Today was a lesson in determination, adventure and letting things happen. I went back to meet up with Daisy and her horses near Coldingham on the Berwickshire coast. I had caught up with her the day before just as she reached the end of a hot hard day on the road, I helped her get the horses unharnessed and left her to rest with a promise to come back with maps the next day.
I met up with them in the afternoon, all much better rested, Olive and Arthur had been in a lovely big field stuffing themselves on some well earned grass, apples and carrots. The support for Daisy and the horses all along the route has been fantastic and Monam was no exception, a local smallholder she turned over her field for as long as needed. It is a great relief to get them in a field, as good as they are in their temporary roadside paddock, Daisy is always worried in case they took fright and barged through the electric tape. A secure field means a restful, worry free sleep for Daisy.

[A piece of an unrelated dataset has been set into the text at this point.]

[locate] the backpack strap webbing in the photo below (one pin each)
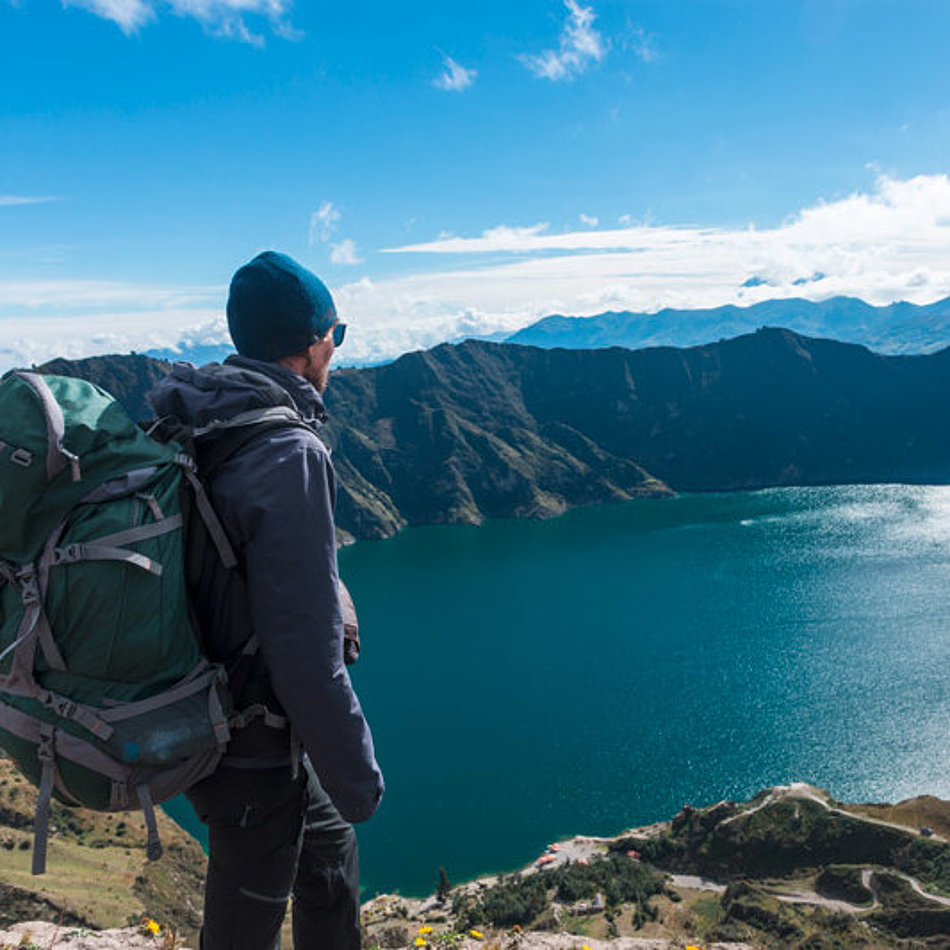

Daisy got her first horse in her 50’s, Sydney a Shire horse with attitude, she went as far as she could with him before realising she might need some advice in the matter of driving and heavy horse handling. Daisy joined the local heavy horse society where she met Jim, he had worked the land with these horses all his life and Daisy started her learning journey. Jim has since gone but his expert knowledge lives on in small part with Daisy, she claims not enough but from what I saw she is too modest.
After a bit of research and a longing to travel she came across a well respected German dealer who had two Belgian Brabents for sale. Compact but powerful with a lovely even temperament just what she wanted “I bought them sight unseen, what was the point of going to see them I didn’t know enough about horses, he (dealer) had a great reputation in the draught horse world so why not!” She may have a point I have seen top level competitions horse go through 5 stage + vettings and still go wrong quite quickly!

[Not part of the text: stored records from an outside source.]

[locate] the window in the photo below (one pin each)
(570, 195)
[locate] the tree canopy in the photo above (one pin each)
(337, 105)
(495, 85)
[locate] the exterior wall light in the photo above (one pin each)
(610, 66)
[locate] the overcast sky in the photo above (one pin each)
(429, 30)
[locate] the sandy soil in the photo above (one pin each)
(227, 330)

So began the first steps to what was to become the trip up North. They started in a lighter gig but soon realised they needed to put their shoulders into a bigger weight so the wooden converted Vardo waggon was born. They are the perfect pair, never a faltered step and an even pull all the way, the half brother and sister make light work of the hills and miles and miles of road they are travelling. To see them work is a privilege and for flight animals, they cope amazingly well with the traffic whizzing past them, unfortunately, in today’s fast paced motorised world there is little time, space or understanding for these magnificent animals, it may take longer but they get there just the same! Ironic really considering before discovering horses Daisy and her husband were involved in motor racing.
We got the pair in from the field to coat them in fly repellant, the horse flies are bad this summer and they were getting swarmed. Olive appreciates the fly ointment but not so much big brave Arthur! Tied up to the side of the wagon in some shade they had their tea squabbling over the last carrot, Arthur may be the bigger by a margin but Olive is definitely the boss of things. Watching Daisy at just over 5ft and 70 something years move these 700kg horses around like they were small ponies and their obvious love for her is quite something. What better way to spend an afternoon, shooting the breeze hearing her tales of travel and swinging off Arthur’s ears as he pretends to be horrified at fly cream!

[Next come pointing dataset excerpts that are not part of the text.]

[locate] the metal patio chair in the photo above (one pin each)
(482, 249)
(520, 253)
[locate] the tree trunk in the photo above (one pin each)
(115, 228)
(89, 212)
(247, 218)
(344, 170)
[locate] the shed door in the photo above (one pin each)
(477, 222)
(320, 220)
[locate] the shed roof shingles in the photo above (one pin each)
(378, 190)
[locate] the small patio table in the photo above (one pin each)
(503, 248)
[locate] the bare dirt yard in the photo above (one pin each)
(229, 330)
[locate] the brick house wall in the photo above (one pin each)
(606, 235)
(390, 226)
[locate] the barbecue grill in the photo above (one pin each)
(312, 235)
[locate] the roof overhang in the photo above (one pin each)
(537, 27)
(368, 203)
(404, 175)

With an appointment booked with the farrier, Olive has twisted a shoe, they are planning an early start day after next and heading for Berwick. They came up the A68 and some other diversions so Daisy is determined to go a different route home and Berwick is on her wish list. From there who knows, they make plans but they change on a day by day basis but this can change on a whim or if the situation demands it.
If you are passing by Berwick or further on Alnwick please do look out for them, go say hi and drop some money in the bucket. You won’t regret meeting this one of a kind lady and her beautiful horses – oh and Tad, he gives great wiggly hugs in between barks!